The next issue is scalability. The car market is highly fragmented, the industry leaders have less than 10% market share. If you are an auto manufacturer and you want to connect service providers to your cars, or if you are a service provider and you want to connect to cars, you need to commit the time and expense to multiple long and expensive integrations. To many, this just isn’t scalable. The insurance market, for example, is also a highly fragmented market – if you are an auto manufacturer and want to offer your drivers with their choice of insurance you will need to integrate with 20+ insurers, and vice versa.
The next option is to turn to external hardware. OBDs have been a popular option (although this is decades old technology) which do give you access to vehicle data, but again are expensive and provide access to limited predefined data sets with long latency.
The most popular option today, particularly for insurance carriers, is to forget communicating with the car altogether and communicate via a phone app, but these can not simply run indefinitely in the background. How often do you get in your car and turn on your insurance app before you start driving? What if you forget your phone? Or your battery dies? Or you’re in a different car? If you do have the app running you are still only connected to the phone. You do not have access to the vehicle sensors, you are limited to the sensors in a phone.
GM’s billion dollar business, OnStar, is the only successful existing connected service. OnStar gives GM vehicle owners access to 24×7 call support, collision notification, and vehicle service support. It is now attempting to leverage this success and has re-entered the insurance market. GM has access to GM vehicle data that can provide FNOL, streamlined claims, improved underwriting and risk assessment, and potentially improved driver behaviour further reducing risks.

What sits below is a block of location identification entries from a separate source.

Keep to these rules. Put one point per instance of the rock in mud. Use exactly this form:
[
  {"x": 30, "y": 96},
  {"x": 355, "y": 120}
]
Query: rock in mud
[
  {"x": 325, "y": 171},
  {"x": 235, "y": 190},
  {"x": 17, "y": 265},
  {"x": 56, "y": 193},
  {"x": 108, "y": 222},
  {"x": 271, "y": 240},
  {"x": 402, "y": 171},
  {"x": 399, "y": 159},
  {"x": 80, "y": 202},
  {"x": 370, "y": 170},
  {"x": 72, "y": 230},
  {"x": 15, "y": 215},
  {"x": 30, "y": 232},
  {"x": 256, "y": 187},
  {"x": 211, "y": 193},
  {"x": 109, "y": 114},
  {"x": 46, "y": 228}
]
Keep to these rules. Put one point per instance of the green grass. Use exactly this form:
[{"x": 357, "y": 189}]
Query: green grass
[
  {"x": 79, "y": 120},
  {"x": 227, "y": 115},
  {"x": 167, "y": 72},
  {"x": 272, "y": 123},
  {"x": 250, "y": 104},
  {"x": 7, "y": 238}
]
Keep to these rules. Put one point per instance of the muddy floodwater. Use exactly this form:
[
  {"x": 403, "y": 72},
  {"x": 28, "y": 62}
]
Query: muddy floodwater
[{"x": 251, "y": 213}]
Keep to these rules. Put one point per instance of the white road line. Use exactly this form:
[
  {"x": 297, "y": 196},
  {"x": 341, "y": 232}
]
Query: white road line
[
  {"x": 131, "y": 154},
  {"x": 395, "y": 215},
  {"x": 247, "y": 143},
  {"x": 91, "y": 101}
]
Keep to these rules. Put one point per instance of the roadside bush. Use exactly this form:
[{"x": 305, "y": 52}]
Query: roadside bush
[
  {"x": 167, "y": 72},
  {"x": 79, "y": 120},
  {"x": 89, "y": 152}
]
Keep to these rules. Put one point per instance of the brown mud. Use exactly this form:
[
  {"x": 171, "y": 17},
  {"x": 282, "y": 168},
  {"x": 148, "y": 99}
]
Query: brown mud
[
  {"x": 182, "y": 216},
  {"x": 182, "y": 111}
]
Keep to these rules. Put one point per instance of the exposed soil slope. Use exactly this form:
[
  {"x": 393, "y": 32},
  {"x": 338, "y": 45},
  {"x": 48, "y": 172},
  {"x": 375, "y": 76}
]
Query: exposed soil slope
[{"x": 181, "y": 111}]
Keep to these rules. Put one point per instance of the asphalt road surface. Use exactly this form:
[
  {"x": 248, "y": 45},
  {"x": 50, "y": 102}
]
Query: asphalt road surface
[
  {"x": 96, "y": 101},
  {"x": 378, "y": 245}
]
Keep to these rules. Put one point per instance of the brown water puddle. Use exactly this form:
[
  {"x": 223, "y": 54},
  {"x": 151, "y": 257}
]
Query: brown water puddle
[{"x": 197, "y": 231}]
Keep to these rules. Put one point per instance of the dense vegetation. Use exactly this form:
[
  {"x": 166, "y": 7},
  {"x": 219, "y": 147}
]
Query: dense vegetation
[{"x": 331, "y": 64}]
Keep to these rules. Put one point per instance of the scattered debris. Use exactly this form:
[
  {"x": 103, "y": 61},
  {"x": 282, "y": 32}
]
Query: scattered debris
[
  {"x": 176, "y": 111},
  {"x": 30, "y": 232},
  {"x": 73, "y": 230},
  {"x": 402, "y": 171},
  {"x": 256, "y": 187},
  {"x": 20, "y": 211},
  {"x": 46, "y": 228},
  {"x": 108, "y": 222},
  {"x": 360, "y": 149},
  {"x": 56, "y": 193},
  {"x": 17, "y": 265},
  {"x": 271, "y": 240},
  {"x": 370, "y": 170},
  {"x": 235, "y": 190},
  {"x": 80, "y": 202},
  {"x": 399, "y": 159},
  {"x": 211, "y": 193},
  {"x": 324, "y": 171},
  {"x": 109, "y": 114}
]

However, a couple of challenges remain. GM only has access to GM vehicle data. What if a household or fleet needs to insure multiple vehicles across multiple brands? If GM wants to insure the other vehicles in the household or fleet, they too will have to defer to the external hardware hacks.

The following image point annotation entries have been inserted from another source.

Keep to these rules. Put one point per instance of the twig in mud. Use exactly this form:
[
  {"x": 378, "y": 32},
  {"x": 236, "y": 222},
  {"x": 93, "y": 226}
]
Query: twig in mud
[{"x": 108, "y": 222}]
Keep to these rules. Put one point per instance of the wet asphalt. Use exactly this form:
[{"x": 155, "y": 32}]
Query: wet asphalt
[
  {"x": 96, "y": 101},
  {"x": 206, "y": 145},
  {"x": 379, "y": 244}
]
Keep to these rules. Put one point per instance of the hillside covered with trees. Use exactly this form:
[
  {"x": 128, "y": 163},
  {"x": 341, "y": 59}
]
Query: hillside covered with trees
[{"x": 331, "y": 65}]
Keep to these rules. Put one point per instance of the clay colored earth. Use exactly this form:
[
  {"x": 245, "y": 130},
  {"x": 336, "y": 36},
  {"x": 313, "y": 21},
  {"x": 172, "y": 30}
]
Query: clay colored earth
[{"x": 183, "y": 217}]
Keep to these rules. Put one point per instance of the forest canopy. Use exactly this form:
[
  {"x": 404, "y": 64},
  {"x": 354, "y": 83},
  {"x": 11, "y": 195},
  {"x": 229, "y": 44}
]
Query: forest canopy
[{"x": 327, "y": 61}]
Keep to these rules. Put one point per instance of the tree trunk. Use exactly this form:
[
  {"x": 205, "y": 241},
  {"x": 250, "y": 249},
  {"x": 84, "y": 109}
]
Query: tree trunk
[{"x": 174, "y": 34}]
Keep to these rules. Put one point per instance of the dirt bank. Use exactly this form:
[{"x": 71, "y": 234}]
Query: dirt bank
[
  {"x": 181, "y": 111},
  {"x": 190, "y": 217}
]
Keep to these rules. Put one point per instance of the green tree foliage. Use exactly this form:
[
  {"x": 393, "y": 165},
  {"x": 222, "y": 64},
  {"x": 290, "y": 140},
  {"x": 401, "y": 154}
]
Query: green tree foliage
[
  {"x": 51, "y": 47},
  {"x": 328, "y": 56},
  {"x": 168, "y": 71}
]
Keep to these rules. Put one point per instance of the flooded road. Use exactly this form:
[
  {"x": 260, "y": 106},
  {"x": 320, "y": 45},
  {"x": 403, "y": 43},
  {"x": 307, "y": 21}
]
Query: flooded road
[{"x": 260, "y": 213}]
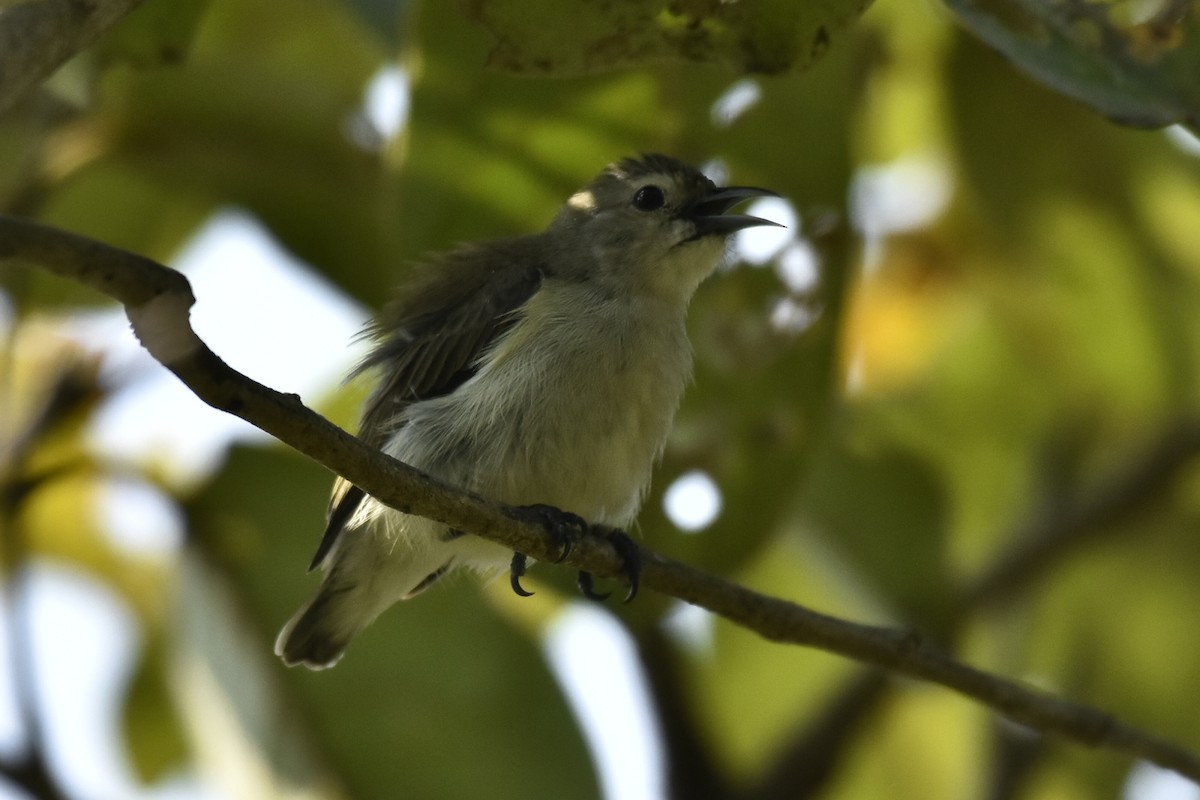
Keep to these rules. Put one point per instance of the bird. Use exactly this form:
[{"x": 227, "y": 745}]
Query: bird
[{"x": 543, "y": 371}]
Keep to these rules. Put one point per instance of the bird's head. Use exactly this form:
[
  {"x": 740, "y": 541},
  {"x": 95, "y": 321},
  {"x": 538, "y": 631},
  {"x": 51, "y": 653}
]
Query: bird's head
[{"x": 653, "y": 223}]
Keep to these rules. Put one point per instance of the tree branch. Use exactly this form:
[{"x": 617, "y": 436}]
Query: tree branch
[
  {"x": 39, "y": 36},
  {"x": 157, "y": 301}
]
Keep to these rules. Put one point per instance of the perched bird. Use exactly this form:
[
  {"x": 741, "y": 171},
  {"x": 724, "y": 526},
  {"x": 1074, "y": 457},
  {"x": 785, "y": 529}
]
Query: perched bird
[{"x": 539, "y": 371}]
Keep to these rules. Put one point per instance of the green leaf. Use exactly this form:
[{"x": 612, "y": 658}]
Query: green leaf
[
  {"x": 547, "y": 37},
  {"x": 153, "y": 729},
  {"x": 1138, "y": 70},
  {"x": 155, "y": 34}
]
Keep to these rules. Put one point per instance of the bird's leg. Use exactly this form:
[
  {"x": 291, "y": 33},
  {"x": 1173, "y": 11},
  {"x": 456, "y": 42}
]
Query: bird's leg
[
  {"x": 630, "y": 564},
  {"x": 515, "y": 571},
  {"x": 565, "y": 527}
]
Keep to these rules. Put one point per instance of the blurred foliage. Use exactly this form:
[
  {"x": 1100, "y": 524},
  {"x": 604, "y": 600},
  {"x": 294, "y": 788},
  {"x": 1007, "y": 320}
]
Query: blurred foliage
[{"x": 1005, "y": 320}]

GM also still has a privacy and data collection consent issue. OnStar does not include a consent management service and is not GDPR or CCPA compliant. Let’s give OnStar the benefit of doubt and say they do have consent from the primary owner and driver of the vehicle to collect data, but what if the primary owner is not driving? Or what if there is a passenger in the car? Then they do not have consent and are not in compliance. This is an ongoing challenge for every auto manufacturer.
AAOS: A Game Changer
In the last couple of years every major auto manufacturer has launched their initial AAOS cars or have announced that they are moving to AAOS – in fact over the next couple of years AAOS (Android Automotive OS) cars will become ubiquitous. The exception is Tesla, which is using it own OS, but also uses a closed network excluding 3rd parties.
The move to AAOS is a tectonic shift in the auto world. AAOS solves the problem of heterogeneous data sets across manufacturers, and provides normalised and standardised data across brands. A fuel level reading, for example, means the same in every AAOS car regardless of whether it is a GM or a Toyota or a BWM. This solves a major hurdle and opens the door for 3rd parties to develop services that can communicate with cars across brands.
Introducing AiDen Hub
The first mover in connected services is Aiden Automotive Technologies. Aiden was founded by the Volvo software team that developed and deployed the first AAOS vehicles in collaboration with Android Auto in 2020. This team realised that the existing auto manufacturer cloud solutions were too limited to effectively support the services drivers expect. This was true not only of the Volvo cloud solution but of all of the auto cloud solutions.
Aiden Auto spun out as a stand alone automotive tech startup and built the Aiden Hub to enable the real-time services that could finally deliver on the promise of connected cars. The Aiden Hub streams real-time services across vehicle brands, providing a simple and intuitive experience for vehicle owners, fleet owners, and drivers. With 100% GDPR and CCPA compliance, AiDEN’s consent management feature enables improved and personalized features and experiences, all while maintaining the highest level of privacy protection.
Aiden provides a key for auto manufacturers to monetise access to their vehicles, unlocks access for 3rd parties to provide digital services to cars, and gives owners and drivers the key to choose which digital services they want, who they want to share their data with, and who they don’t.